Dr. Manfred Wittenstein: Wir haben einen Familienrat. Die Familie trifft sich einmal im Jahr. Das organisieren die Familienmitglieder selbst. Damit versuchen wir die Familie zusammenzuhalten, sie zu informieren, und um ganz nebenbei einen gewissen Stolz zu generieren. Diese Familienversammlung ist immer auch an unternehmensbezogene Themen gekoppelt. Mittlerweile sind wir 18 Mitglieder beziehungsweise sieben Aktionäre. Wir haben einen monetären Familientopf zur freien Verfügung. Auf der letzten Versammlung hat sich der Familienrat anerkennend über den Nachfolgeprozess ausgesprochen. Diese Anerkennung ist wichtig für meine Tochter ebenso wie für mich selbst. Wir können uns alle in die Augen blicken – und jetzt ganz konzentriert und neugierig nach vorne.

 

 


Zu den Personen

Dr. Anna-Katharina Wittenstein ist seit Oktober des vergangenen Jahres Vorstandsmitglied der Wittenstein SE. Damit hat sie die Familiennachfolge von ihrem Vater Dr. Manfred Wittenstein übernommen, der bereits im April 2014 aus dem Vorstand in den Aufsichtsrat gewechselt ist. In der Interimszeit (2013-2016) fungierte Prof. Dr. Dieter Spath als Vorstandsvorsitzender. Seit ihrem Mutterschaftsurlaub von Juli bis November letzten Jahres ist Dr. Bernd Schimpf Vorstandssprecher.
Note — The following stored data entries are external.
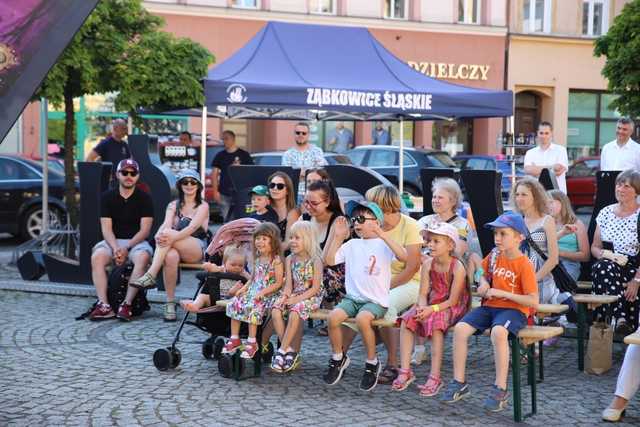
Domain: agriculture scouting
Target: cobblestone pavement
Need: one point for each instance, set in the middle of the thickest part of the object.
(58, 371)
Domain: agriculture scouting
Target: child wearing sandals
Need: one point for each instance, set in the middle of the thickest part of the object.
(509, 290)
(301, 293)
(443, 300)
(234, 259)
(367, 262)
(255, 298)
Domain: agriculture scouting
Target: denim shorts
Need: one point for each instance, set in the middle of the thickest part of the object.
(483, 318)
(352, 308)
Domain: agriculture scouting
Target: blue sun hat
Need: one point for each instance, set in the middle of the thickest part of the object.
(373, 207)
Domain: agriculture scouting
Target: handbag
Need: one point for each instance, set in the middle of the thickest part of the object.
(564, 282)
(599, 349)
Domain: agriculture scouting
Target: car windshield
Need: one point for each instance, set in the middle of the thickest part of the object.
(505, 167)
(340, 159)
(442, 160)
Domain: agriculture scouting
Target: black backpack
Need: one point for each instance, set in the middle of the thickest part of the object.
(117, 283)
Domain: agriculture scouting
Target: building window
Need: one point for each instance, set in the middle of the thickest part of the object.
(595, 17)
(395, 9)
(245, 4)
(455, 137)
(323, 7)
(592, 123)
(536, 16)
(469, 11)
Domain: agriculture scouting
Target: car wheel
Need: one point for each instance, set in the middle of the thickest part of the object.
(31, 224)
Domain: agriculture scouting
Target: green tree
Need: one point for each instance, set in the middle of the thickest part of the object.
(621, 46)
(121, 48)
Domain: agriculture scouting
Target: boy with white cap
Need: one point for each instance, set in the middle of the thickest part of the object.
(367, 281)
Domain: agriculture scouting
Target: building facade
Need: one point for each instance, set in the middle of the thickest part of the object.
(460, 41)
(555, 76)
(540, 49)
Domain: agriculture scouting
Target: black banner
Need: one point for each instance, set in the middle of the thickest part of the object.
(33, 34)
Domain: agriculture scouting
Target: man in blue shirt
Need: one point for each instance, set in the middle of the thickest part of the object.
(380, 136)
(342, 139)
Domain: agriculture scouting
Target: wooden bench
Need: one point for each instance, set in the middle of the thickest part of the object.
(633, 338)
(528, 337)
(584, 302)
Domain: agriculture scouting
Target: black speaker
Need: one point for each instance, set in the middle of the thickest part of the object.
(31, 265)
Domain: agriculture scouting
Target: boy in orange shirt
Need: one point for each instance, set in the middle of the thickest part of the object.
(509, 290)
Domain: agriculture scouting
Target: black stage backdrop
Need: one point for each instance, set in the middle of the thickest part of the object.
(33, 34)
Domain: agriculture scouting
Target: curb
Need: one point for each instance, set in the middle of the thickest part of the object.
(77, 290)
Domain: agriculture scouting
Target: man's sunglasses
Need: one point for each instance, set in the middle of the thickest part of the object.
(360, 219)
(278, 185)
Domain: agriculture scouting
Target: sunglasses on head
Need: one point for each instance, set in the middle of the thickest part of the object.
(360, 219)
(278, 185)
(310, 203)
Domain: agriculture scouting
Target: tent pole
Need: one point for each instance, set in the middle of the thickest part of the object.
(44, 149)
(511, 121)
(203, 147)
(401, 176)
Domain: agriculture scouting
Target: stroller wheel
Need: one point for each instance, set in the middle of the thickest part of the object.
(163, 359)
(176, 357)
(267, 355)
(208, 349)
(218, 345)
(225, 366)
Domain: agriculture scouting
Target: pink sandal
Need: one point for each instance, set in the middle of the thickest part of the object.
(403, 380)
(431, 387)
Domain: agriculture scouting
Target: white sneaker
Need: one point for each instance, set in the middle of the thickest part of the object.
(419, 356)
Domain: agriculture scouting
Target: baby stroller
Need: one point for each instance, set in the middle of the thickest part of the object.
(213, 320)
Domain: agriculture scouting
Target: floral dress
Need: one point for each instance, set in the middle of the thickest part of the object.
(302, 276)
(245, 307)
(438, 293)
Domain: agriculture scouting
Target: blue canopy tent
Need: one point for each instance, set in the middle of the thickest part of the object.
(321, 72)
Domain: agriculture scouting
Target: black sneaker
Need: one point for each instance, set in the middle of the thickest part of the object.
(370, 376)
(336, 368)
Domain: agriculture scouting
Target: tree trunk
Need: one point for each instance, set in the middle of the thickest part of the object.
(69, 153)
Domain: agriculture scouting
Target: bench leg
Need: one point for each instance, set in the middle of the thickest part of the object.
(517, 392)
(582, 320)
(532, 375)
(541, 360)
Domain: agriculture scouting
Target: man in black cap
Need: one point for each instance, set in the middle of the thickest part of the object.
(126, 217)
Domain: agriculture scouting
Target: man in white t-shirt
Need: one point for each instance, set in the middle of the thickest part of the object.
(623, 153)
(547, 155)
(367, 261)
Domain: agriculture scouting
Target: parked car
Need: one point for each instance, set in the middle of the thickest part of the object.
(274, 158)
(384, 159)
(581, 181)
(485, 162)
(21, 196)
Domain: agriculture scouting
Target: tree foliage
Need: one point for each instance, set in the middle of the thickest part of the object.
(621, 46)
(121, 48)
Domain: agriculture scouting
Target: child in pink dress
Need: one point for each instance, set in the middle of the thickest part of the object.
(443, 300)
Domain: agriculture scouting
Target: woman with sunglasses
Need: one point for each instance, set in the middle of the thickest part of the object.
(183, 236)
(283, 201)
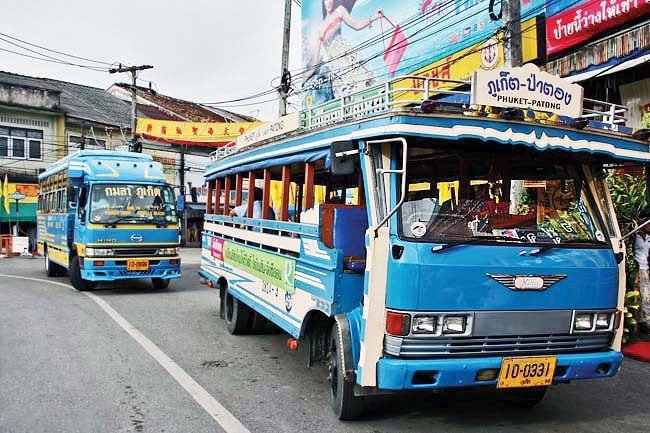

Die Wittenstein SE produziert Servo-Antriebssysteme, Medizintechnik, Miniatur-Servoeinheiten, innovative Verzahnungstechnologie, rotative und lineare Aktuatorsysteme, Nanotechnologie sowie Elektronik- und Softwarekomponenten für die Antriebstechnik. Im Konzern arbeiten insgesamt 2.500 Mitarbeiter. Der Umsatz für das Geschäftsjahr 2016/2017 beträgt 339 Mio. Euro.